Pass is the real meat behind the execution abstraction model because it provides the scheduler with timing information about each task and guarantees by defining each task is atomic with respect to the processor type it runs on. This theoretically allows a scheduler to efficiently schedule parallel work. When creating a pass, the heart of it is the function that is passed into NODE_REGISTER_PASS macro. The function will be passed a pointer to the node impl itself as the only parameter and should return a status. The user doesn’t need to explicitly write setup and teardown pass functions. These functions are implemented in the background. The setup pass gets executed first every time the node is executed, and the teardown gets called at the end of execution. The teardown is where all the outputs are sent. This is done by calling the member port output send method. Below is an example of the function passed into NODE_REGISTER_PASS macro in the HelloWorldNode:

PostProcessing Pass Implementation

dwStatus HelloWorldNodeImpl::process()
{
    auto& outPort0 = NODE_GET_OUTPUT_PORT("VALUE_0"_sv);
    auto& outPort1 = NODE_GET_OUTPUT_PORT("VALUE_1"_sv);
    if (outPort0.isBufferAvailable() && outPort1.isBufferAvailable())
    {
        *outPort0.getBuffer() = m_port0Value++;
        DW_LOGD << "[Epoch " << m_epochCount << "] Sent value0 = " << *outPort0.getBuffer() << Logger::State::endl;
        outPort0.send();

        *outPort1.getBuffer() = m_port1Value--;
        DW_LOGD << "[Epoch " << m_epochCount << "] Sent value1 = " << *outPort1.getBuffer() << Logger::State::endl;
        outPort1.send();
    }
    DW_LOGD << "[Epoch " << m_epochCount++ << "] Greetings from HelloWorldNodeImpl: Hello " << m_params.name.c_str() << "!" << Logger::State::endl;
    return DW_SUCCESS;
}

Logging

A static LOG_TAG should also be provided to identify the node. This is a label used for logging inside the framework. It should be the same as the node name.
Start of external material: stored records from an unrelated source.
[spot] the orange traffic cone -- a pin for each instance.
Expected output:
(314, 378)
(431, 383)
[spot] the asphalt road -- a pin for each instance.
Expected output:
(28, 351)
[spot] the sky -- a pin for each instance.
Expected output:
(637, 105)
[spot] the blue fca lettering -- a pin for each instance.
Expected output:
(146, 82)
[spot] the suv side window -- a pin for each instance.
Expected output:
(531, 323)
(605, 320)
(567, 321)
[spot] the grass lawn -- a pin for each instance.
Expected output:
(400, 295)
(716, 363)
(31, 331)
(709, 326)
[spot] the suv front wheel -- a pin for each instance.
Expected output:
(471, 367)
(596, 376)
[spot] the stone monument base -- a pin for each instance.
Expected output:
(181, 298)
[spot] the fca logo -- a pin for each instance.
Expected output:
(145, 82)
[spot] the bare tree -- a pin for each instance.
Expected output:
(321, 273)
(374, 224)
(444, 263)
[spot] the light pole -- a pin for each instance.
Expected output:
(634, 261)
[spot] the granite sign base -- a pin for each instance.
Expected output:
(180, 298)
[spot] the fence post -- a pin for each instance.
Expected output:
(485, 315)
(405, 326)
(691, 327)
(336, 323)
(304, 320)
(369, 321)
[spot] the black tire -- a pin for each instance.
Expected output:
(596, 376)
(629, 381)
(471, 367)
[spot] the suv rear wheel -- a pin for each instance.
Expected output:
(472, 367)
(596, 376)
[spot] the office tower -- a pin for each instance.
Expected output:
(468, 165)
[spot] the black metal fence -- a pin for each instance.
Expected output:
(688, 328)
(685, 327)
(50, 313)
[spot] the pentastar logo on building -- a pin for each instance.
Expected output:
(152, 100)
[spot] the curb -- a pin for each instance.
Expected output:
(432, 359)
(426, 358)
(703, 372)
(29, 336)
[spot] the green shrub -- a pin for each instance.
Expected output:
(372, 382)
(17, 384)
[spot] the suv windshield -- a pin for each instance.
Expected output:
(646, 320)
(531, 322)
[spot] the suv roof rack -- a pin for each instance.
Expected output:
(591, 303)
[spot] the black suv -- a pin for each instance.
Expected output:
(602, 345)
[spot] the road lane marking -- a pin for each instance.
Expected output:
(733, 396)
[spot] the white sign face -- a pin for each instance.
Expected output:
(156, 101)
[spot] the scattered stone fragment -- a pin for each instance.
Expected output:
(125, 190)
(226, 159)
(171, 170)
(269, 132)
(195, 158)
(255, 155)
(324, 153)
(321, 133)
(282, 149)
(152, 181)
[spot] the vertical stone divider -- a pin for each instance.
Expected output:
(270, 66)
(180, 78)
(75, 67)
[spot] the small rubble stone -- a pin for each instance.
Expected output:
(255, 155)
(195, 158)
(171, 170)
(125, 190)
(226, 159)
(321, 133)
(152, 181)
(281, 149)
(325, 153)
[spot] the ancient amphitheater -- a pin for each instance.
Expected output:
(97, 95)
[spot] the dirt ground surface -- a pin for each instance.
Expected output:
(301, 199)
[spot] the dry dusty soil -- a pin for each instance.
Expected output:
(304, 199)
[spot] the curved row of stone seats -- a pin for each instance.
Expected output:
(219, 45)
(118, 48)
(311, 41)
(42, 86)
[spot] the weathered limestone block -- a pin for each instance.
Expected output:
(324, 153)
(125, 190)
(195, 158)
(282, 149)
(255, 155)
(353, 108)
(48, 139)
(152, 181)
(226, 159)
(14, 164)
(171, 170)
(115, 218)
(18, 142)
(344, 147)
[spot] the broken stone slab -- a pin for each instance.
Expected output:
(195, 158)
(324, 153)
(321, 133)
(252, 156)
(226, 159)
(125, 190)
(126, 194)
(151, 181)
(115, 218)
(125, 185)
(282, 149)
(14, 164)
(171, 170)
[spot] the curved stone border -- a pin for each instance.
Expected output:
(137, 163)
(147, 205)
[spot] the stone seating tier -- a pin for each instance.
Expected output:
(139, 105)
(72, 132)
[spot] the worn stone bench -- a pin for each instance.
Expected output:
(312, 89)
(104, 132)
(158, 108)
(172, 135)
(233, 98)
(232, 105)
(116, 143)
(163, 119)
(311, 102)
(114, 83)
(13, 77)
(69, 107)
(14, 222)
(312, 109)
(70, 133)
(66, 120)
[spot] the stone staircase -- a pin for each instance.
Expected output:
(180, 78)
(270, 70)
For example, HelloWorldNode would be:

static constexpr char LOG_TAG[] = "HelloWorldNode";

Any messages logged out within the node (e.g. a message of an exception) will be prepended by the LOG_TAG, therefore the message to be logged would suffice if it contains information in the following pattern: <function name>:<message>. As a example, for an exception to be thrown, we can have the following message,

throw Exception(DW_NOT_IMPLEMENTED, "validate: not implemented");

Validation

The validate function by default is implemented in SimpleNodeT.hpp. The user can overwrite this function for any custom validate implementation. An example to use validate() would be to validate all the ports are bound to the appropriate channels (any required ports, that is). For example, a camera node may have processed output and raw output ports, but only one is required to be hooked up. A validate method can inspect the ports to make sure at least one is bound. In the ISPNode, we validate if the required inputPortImageHandle is available:

dwStatus ISPNodeImpl::validate()
{
    dwStatus status = Base::validate();
    // Check foveal ports are bound when foveal enabled
    if (status == DW_SUCCESS &&
        (fovealEnabled() && (!NODE_GET_OUTPUT_PORT("IMAGE_FOVEAL"_sv).isBound() || !NODE_GET_OUTPUT_PORT("FOVEAL_SIGNAL"_sv).isBound())))
    {
        return DW_NOT_READY;
    }

    return status;
}

Reset

The reset function by default is implemented in SimpleNodeT.hpp. However, user can overwrite the reset function for any custom reset implementation.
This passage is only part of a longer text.